Is the opposite also true?

One wonders if performing random acts of cruelty would, in turn, increase social anxiety. If this were the case, cruel people would suffer the most social anxiety. Is this fair logic? It may not be.

From a different angle, what do acts of kindness and the subsequent reduction in social anxiety say about how socially anxious people view others in general? Does it say anything at all?

After all, it is the inner paradigm – what the anxious person sees in others – that causes social anxiety. Beliefs such as

  • people hate me
  • they think I am a fool
  • I won’t be accepted

…are the engine that drive social anxiety. It’s safe to say that with social anxiety, how we see others and how we feel are intimately related.
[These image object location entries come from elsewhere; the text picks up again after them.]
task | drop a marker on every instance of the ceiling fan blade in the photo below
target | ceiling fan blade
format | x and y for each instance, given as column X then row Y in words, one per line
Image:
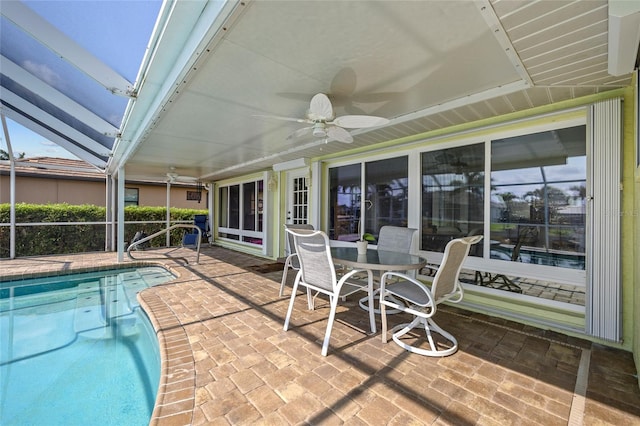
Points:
column 320, row 108
column 339, row 134
column 358, row 121
column 300, row 133
column 278, row 117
Something about serving others with our good deeds and anticipating a positive response leads to a decrease in social anxiety. Does this imply that by default those with social anxiety tend to view others in a more negative light, as judgemental, exacting, or non-accepting?

Just thinking out loud.

Simple Act that Reduces Social Anxiety

Mike Bundrant

Mike Bundrant is the author of Your Achilles Eel: Discover and Overcome the Hidden Cause of Negative Emotions, Bad Decisions and Self-Sabotage and co-founder at The iNLP Center which offers online certification in Neuro-Linguistic Programming and life coaching.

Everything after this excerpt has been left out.